New data on how often diabetes patients visit their physicians were provided by 2 recent analyses.


New data on how often diabetes patients visit their physicians were provided by 2 recent analyses.

In an interrupted time series study published in the July/August Annals of Family Medicine, researchers from Group Health in Seattle analyzed more than 18,000 diabetic patients' use of office visits, secure emailing, and telephone encounters as their practice transitioned to be a patient-centered medical home (PCMH). Over the 3 studied periods (before, during, and after the transition), office visits for these patients declined by a total of 8% (from 0.93 visit per quarter to 0.90 to 0.86). During that time, use of secure emailing increased significantly, leading to an increase in overall patient-practice contacts from 3.46 per quarter to 3.95 during the transition to 4.44 after. The researchers also did patient-level regression analyses, where they found that patients' increasing use of email and phone contacts was associated with an increase in their office visits. The results suggest that chronically ill patients do not use alternate means of communication with their clinicians as a substitute for in-person visits and patients may instead take the opportunity to address previously unmet needs, the study authors speculated. Future research should look at whether emails and phone calls reduce emergency or inpatient services, they suggested.

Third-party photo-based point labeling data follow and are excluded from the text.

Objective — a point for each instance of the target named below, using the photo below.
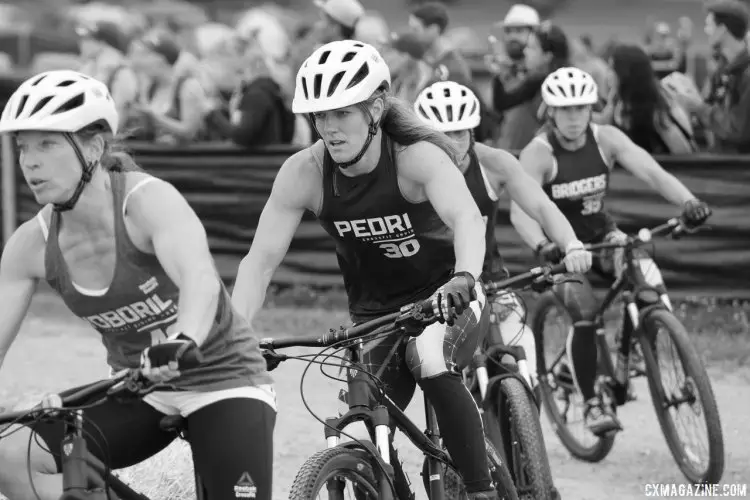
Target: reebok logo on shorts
(245, 487)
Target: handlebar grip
(558, 268)
(191, 358)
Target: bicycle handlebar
(673, 227)
(421, 313)
(126, 384)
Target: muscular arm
(179, 242)
(293, 192)
(536, 160)
(638, 162)
(428, 166)
(527, 194)
(17, 281)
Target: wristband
(574, 245)
(541, 245)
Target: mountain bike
(84, 476)
(647, 322)
(372, 467)
(510, 410)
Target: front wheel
(453, 485)
(690, 392)
(337, 474)
(522, 440)
(560, 396)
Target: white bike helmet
(59, 101)
(569, 87)
(448, 107)
(62, 101)
(339, 74)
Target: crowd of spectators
(222, 83)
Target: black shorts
(230, 439)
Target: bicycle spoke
(682, 403)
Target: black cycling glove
(549, 252)
(695, 212)
(179, 349)
(455, 296)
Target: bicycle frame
(378, 419)
(85, 476)
(637, 296)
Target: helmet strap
(372, 131)
(86, 175)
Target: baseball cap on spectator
(106, 32)
(553, 40)
(345, 12)
(663, 28)
(164, 45)
(731, 13)
(432, 13)
(521, 16)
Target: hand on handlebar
(694, 213)
(163, 362)
(273, 359)
(576, 258)
(455, 296)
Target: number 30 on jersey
(398, 250)
(407, 248)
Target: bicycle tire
(338, 462)
(525, 451)
(694, 369)
(453, 484)
(602, 444)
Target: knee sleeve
(582, 352)
(441, 348)
(460, 427)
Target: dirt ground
(54, 351)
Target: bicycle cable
(337, 348)
(58, 414)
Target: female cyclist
(572, 159)
(126, 252)
(453, 108)
(385, 187)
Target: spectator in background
(584, 57)
(174, 102)
(546, 51)
(726, 113)
(508, 62)
(429, 22)
(665, 53)
(259, 114)
(642, 109)
(372, 29)
(409, 73)
(338, 20)
(103, 49)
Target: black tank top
(391, 252)
(140, 306)
(580, 186)
(477, 184)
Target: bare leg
(15, 464)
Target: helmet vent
(335, 82)
(359, 76)
(42, 103)
(22, 105)
(72, 103)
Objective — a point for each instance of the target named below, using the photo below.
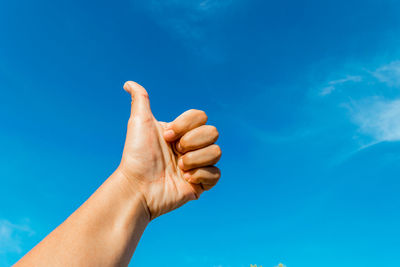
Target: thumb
(140, 99)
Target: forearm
(104, 231)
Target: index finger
(187, 121)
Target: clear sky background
(306, 96)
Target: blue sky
(306, 95)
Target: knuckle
(200, 114)
(213, 131)
(217, 151)
(217, 173)
(187, 160)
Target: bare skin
(163, 166)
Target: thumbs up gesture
(168, 163)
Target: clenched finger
(185, 122)
(206, 156)
(206, 176)
(199, 137)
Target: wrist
(132, 192)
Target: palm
(153, 163)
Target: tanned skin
(163, 166)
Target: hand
(168, 163)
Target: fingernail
(179, 147)
(180, 163)
(170, 134)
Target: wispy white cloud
(11, 236)
(373, 103)
(332, 85)
(389, 74)
(378, 118)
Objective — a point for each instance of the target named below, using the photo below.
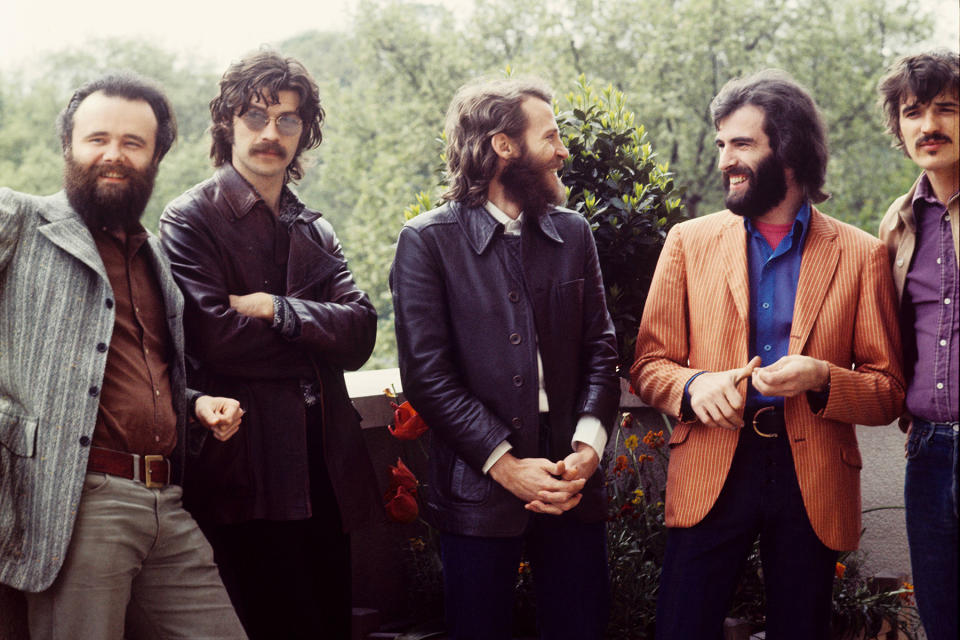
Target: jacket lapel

Physician visits by diabetes patients across the U.S. were tallied in a recent National Center for Health Statistics Data Brief, published by the CDC on July 31. In 2010, patients with diabetes made 113.3 million visits to office-based physicians, according to the brief, which is based on the National Ambulatory Medical Care Survey. Patients with diabetes who were age 65 and over had the highest rate of visits at 1,380 visits per 1,000 persons. The vast majority of the visits (87%) involved patients who had other chronic conditions in addition to diabetes. At 85% of visits, medications were either prescribed or continued, and many of the visits involved polypharmacy. Five or more drugs were prescribed or continued at 60% of the visits by elderly patients. The researchers noted that such data are useful for observing progress toward the Healthy People 2020 goal of reducing the burden of diabetes as well as the effects of changing standards of care.